The subsequent anthology of Finnish children lore, compiled and edited by Ulla Lipponen, focuses on puzzles presented by graphical images and complements the two preceding anthologies published in the same series. Jauhot suuhun, or «Struck Dumb» (1995) contains mostly jocular riddles and conundrums, Sika sumussa, or «Pig in a Fog» (1997) contains riddles of the droodle type. The material of the third anthology could also be categorised as riddles, or, to be more particular, the subtypes of this genre, although the categorisation is far too general and requires further specification. The jocular purpose of most of the humorous and absurd riddles and answers is so manifest that they could be easily classified as anecdotes. In case of riddles of the droodle type, however, the comic purpose is less noticeable. The material of the third volume of the series serves primarily a playful function, the largest of the volume's 11 rubrics attracts the readers to solve rebuses (197 of the total 483 puzzles). Other riddles are divided into tiny rubrics on the basis of a dominant feature, according to the shape or material: puzzles with matchsticks (buttons, coins, etc.), manipulation with combinations of letters or figures, reckoning a person's age by the 'portrait' depicted in figures, etc. Other riddles, except rebuses, require additional oral formulation of the task, e.g.: How do you get two triangles by relocating two matchsticks? (no. 25); Use two straight lines to divide a horseshoe into separate parts with each part holding one nail (no. 136); Count the triangles on the figure (no. 144 -147); Point out the mismatching figure (no. 198); Draw a cat at one go. You cannot raise your pen from the paper, nor can you draw a line twice (no. 218); Form a square out of the pieces (no. 242); Which of the flowers is bigger? (no. 477). The compiler of the volume has opted out the attempt to subcategorise the material by reason of the obscure genre categorisation of the given material. For example, a rubric of tasks concerning optical illusion entitled «Would you believe your own eyes?» includes several riddles which might as well belong under the category of riddles of the droodle type (Nos. 463, 465, 470, 473,475, 478).
U. Lipponen reveals in the afterword to the anthology that the material was contributed to the folklore archives largely from direct surveys among school children conducted on her own initiative or responses to written questionnaires during the past couple of years. Similar material has been contributed to the archives in the course of earlier collection work (1926, 1962, 1967). So, we are basically concerned with updating a phenomenon which in the early 20th century was registered as a hobby.
The popular terminology available on the material is diverse, much as the material itself; there is no uniform term for it. Among some 25 introduced terms, some are based on genre, some on function, etc., which could be rendered as e.g. pictorial puzzle, riddle story, pictorial language, trick task, game of figures, matchstick story, intelligence test, etc.
The border between riddles and children's games is obscure.
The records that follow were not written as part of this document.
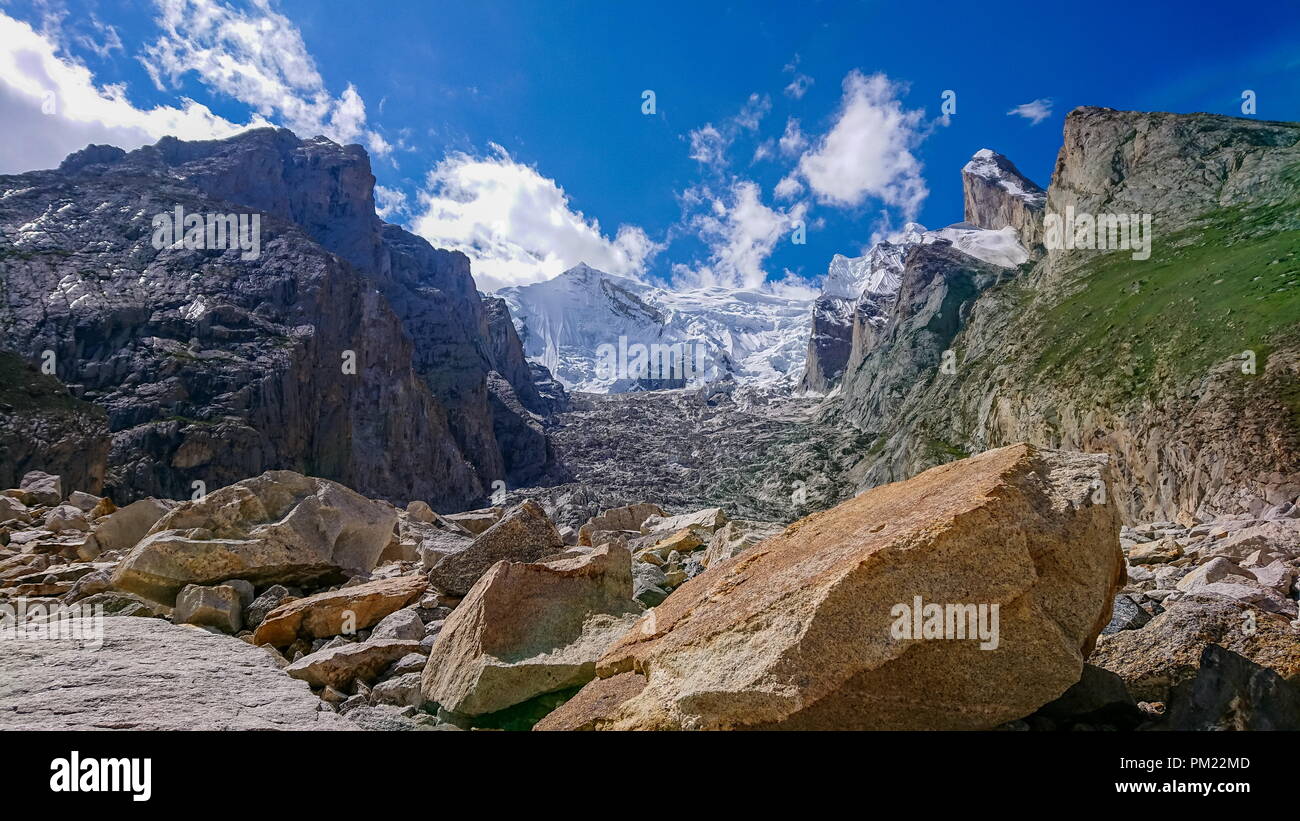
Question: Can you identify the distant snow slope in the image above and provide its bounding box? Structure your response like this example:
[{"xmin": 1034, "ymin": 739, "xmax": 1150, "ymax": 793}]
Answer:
[{"xmin": 497, "ymin": 264, "xmax": 811, "ymax": 394}]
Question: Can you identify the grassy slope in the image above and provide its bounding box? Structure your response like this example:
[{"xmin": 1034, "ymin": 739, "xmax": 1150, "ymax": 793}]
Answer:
[{"xmin": 1024, "ymin": 204, "xmax": 1300, "ymax": 403}]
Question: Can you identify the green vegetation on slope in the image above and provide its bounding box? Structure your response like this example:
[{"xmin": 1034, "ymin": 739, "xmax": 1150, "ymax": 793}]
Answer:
[{"xmin": 1026, "ymin": 204, "xmax": 1300, "ymax": 400}]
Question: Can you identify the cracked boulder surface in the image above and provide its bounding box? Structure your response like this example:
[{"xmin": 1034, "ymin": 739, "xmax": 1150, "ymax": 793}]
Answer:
[{"xmin": 0, "ymin": 617, "xmax": 355, "ymax": 730}]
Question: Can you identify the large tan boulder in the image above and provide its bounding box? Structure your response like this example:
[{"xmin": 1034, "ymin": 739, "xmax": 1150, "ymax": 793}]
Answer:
[
  {"xmin": 577, "ymin": 501, "xmax": 664, "ymax": 547},
  {"xmin": 540, "ymin": 444, "xmax": 1125, "ymax": 730},
  {"xmin": 252, "ymin": 575, "xmax": 429, "ymax": 647},
  {"xmin": 423, "ymin": 544, "xmax": 642, "ymax": 716},
  {"xmin": 420, "ymin": 499, "xmax": 564, "ymax": 596},
  {"xmin": 109, "ymin": 470, "xmax": 397, "ymax": 603}
]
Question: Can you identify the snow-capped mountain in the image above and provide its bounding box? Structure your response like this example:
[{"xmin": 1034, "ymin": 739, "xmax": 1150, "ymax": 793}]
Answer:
[
  {"xmin": 497, "ymin": 264, "xmax": 811, "ymax": 394},
  {"xmin": 798, "ymin": 213, "xmax": 1032, "ymax": 394},
  {"xmin": 962, "ymin": 148, "xmax": 1048, "ymax": 208}
]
Apparently, children are first introduced to the above mentioned riddles by the peer group, or learn them from elder children or grown-ups; sometimes, schoolteachers have given them trick tasks to solve, or they always have and continue to find them from publications. Although the Internet is widely used by today's schoolchildren, it is not mentioned as a mediator of lore.
According to U. Lipponen the knowledge of the schoolchildren inquired varies considerably: some children might even collect similar material, while others cannot recall a single riddle. A survey conducted in 1987 among the correspondents of the folklore archives with a purpose to shed light on the earlier instances of graphically transmitted children lore revealed that the older generation was quite familiar with the subject. It turned out that the popularity of pictorial puzzles among our grandparents was mainly inspired by publications, various children's magazines, in particular. The instructions were the same as today: divide, subtract, continue, rank, add, join, etc.
I should also point out that the principles of creating pictorial puzzles are universal, but the spread of puzzles, which require knowledge of language, like rebuses, from one nation to another is problematic due to language barriers. In the Estonian tradition rebuses should be regarded as a sub-category of riddles, strongly based on publications. With the boom of this riddle genre's 'periphery' during 1970-1990, the use of rebuses and other trick tasks enlivened, but not to the extent as the use of absurd riddles and riddles of the droodle type, where the contribution of printed publications for their formation and spread was practically non-existent. Today's researchers are interested in studying the importance of printed word as a magnifier, but also the significance of audio-tapes as a means for transmitting, say, authorial songs in the course of folkloric processes, and Internet as the mediator of jokes, etc. U. Lipponen's Kaistapää anthology provides at least two arguments justifying the folkloric research into the material found in printed publications: its spread, which is characteristic to folklore, and the simultaneous use of new and modern associative notions (cf. e.g. the keywords of today like Elvis Presley, Opel, hot dog, ice-cream, tent, T-shirt, etc.).